Find the successor of node. The successor is guaranteed to have no left child (by definition of subtree_first). Make new the left child of the successor.
graph TD
subgraph Case 1: No Right Child
A((A)) -.->|Insert B after A| B((B))
end
subgraph Case 2: Right Child Exists
X((X)) --> Y((Y))
Y --> Z((Z))
Z -.->|Insert New after X| N((New))
note[Z is Successor of X]
end
def insert_after(node, new_node):
if node.right is None:
node.right = new_node
new_node.parent = node
else:
succ = successor(node) # In this case, succ is subtree_first(node.right)
succ.left = new_node
new_node.parent = succ
5.2 Delete
Remove a node from the tree.
-
Case 1: Node is a leaf.
Simply detach it from its parent.
-
Case 2: Node is not a leaf.
We cannot simply delete it (it would disconnect the tree).
- Find the node's predecessor (or successor).
- Swap the items (content) of the node and its predecessor.
- Now the node to delete is in a lower position (the physical node that used to be the predecessor).
- Recursively delete the node from its new position until it becomes a leaf or easily removable.
Why swap with Predecessor?
If a node has a left child, its predecessor is in its left subtree (specifically, subtree_last(left)). Moving the item down preserves the traversal order except for the local swap, which we immediately fix by deleting the swapped position.
def delete(node):
if node.left is None and node.right is None:
if node.parent:
if node.parent.left is node: node.parent.left = None
else: node.parent.right = None
return
Prefer swapping with predecessor if left child exists
if node.left is not None:
pred = predecessor(node)
# Swap items
node.item, pred.item = pred.item, node.item
delete(pred)
else:
succ = successor(node)
node.item, succ.item = succ.item, node.item
delete(succ)
- Applications: Sets vs. Sequences
The binary tree is a container. How we map data to the Traversal Order determines the data structure type.
Set (Binary Search Tree - BST)
- Mapping: Traversal Order = Sorted Order by Key.

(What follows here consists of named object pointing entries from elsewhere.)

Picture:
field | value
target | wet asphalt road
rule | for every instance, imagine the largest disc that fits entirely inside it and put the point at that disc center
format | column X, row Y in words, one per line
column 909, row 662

- Invariant: For every node x, all keys in the left subtree are \le x.key, and all keys in the right subtree are \ge x.key.
- Find(k): Start at root. If k < root.key, go left. If k > root.key, go right.
- Time: O(h)
Sequence Interface
- Mapping: Traversal Order = Sequence Order (0, 1, 2, \dots, n).

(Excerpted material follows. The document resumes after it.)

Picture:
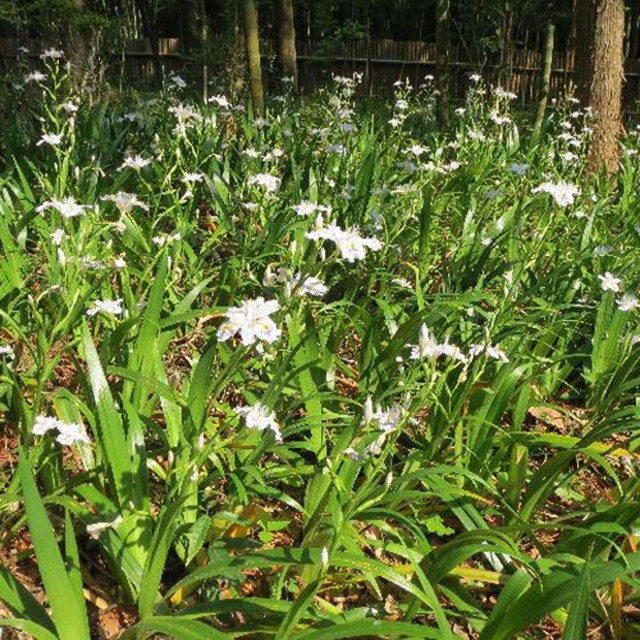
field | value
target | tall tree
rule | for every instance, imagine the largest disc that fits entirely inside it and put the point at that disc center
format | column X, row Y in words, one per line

- Structure: The tree structure is purely determined by the history of insertions.
- Get_At(i): Requires "subtree size" augmentation (covered in future lectures) to find the i-th node in O(h). Without augmentation, iterating to index i is O(i).
- Summary & Complexity
All operations discussed today run in time proportional to the height of the tree.
| Operation | Complexity | Description |
|---|---|---|
| subtree_first/last | O(h) | Walk down to leaf. |
| successor/predecessor | O(h) | Walk up/down (worst case root-to-leaf). |
| insert_after/before | O(h) | Uses successor + constant pointer changes. |
| delete | O(h) | Swaps item down to leaf level. |
| find (BST) | O(h) | Standard binary search path. |
The Problem:
In the worst case (e.g., inserting sorted data into a raw BST), the tree becomes a linked list where h = n.
- Next Lecture: We will maintain Balanced Binary Trees (AVL Trees) to guarantee h = O(\log n).